The carrier made a net loss of £27.4 million in the calendar year, compared to a profit of £104 million in 2016. In the final quarter of 2017, the airline lost £84 million, compared to last year’s profit of £18 million.
The carrier said “major investments” had been made in 2017 to “prepare for future growth” and blamed “significant costs related to increased fuel prices, wet lease and passenger care”.
The fourth quarter loss is despite revenue rising 30% to £716.5 million driven by the airline’s international growth plus increased traffic in the Nordic region. However, fuel costs rose 44% in this quarter and leasing costs by 52% due to the delivery of five Boeing 787s and 24 737s.
In a statement, chief executive Bjorn Kjos said: “We are not at all satisfied with the 2017 results. However, the year was also characterized by global expansion driven by new routes, high load factors and continued fleet renewal.
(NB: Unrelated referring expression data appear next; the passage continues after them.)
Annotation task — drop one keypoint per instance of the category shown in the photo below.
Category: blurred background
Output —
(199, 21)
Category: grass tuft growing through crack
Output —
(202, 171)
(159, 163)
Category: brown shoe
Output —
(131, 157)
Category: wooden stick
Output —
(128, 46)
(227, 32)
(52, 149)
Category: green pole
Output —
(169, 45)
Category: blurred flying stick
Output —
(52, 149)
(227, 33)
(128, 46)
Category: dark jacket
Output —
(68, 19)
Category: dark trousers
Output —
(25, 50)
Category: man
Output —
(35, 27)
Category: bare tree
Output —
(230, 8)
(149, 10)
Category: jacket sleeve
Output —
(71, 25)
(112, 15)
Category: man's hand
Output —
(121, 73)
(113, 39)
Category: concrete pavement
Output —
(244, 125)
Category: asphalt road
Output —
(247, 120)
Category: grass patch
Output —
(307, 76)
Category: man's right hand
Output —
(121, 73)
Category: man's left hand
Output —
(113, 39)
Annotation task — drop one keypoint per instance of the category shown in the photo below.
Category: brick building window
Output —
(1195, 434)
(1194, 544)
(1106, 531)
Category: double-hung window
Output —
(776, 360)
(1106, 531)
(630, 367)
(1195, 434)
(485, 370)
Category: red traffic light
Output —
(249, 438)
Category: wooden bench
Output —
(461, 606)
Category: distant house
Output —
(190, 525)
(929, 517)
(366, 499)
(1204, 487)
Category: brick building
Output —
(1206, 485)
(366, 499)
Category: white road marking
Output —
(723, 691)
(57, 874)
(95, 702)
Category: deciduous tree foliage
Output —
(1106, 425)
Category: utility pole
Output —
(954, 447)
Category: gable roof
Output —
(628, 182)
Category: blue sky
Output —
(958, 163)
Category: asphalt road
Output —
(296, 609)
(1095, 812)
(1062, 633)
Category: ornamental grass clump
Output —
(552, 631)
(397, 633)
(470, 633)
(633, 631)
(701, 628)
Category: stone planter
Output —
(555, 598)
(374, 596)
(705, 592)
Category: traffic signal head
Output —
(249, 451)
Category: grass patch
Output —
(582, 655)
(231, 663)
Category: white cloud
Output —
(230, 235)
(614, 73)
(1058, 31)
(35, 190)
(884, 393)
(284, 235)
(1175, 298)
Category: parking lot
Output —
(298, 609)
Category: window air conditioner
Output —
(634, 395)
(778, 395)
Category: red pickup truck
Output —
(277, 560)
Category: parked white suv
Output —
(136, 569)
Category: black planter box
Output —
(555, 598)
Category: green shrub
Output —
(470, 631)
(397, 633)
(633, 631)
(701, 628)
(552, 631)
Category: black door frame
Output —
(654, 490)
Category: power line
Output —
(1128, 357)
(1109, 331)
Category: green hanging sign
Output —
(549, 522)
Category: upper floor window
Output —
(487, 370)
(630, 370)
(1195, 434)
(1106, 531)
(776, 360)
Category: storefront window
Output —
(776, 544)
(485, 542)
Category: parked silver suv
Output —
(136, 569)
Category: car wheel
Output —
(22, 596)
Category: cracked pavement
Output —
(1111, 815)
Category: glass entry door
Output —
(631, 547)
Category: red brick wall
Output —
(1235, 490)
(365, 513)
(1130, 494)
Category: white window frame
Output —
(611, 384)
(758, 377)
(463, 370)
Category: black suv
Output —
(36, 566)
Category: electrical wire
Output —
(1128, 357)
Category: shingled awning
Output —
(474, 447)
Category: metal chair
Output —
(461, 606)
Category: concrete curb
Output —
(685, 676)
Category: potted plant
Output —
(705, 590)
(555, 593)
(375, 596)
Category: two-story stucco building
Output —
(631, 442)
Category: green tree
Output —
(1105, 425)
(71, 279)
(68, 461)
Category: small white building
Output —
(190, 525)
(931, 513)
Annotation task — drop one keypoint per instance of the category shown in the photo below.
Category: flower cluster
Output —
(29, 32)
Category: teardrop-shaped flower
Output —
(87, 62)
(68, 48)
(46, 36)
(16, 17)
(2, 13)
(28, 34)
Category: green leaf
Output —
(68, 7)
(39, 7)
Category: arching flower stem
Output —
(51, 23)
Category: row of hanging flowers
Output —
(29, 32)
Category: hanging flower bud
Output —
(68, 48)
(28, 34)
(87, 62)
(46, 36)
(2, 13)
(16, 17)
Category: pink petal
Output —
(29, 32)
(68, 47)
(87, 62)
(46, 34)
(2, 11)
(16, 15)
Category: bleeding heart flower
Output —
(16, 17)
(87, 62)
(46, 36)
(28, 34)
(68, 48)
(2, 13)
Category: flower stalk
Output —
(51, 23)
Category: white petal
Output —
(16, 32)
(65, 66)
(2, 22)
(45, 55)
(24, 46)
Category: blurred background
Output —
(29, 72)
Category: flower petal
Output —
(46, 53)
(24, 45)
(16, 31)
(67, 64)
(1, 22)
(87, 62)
“Norwegian is far better positioned for 2018, with stronger bookings, a growing network of intercontinental routes complementing our vast European network and not least, a better staffing situation. Our major global expansion reaches its peak in the second half of 2018, when 32 of our 42 Dreamliners on order will have been put into service,” Kjos added.
Norwegian’s capacity rose 25% in 2017 and will rise by 32% this year as it continues its expansion. This will peak in the second half of the year, when 32 of the 42 Boeing 787 Dreamliners will be in service. Earlier this week, Kjos was in London to confirm Gatwick as the centre point of its expansion plans, hinting at more services to the US and Asia to come.
Kjos said he could have expanded at a slower pace but that slots would not be available at key airports “in two or three years”.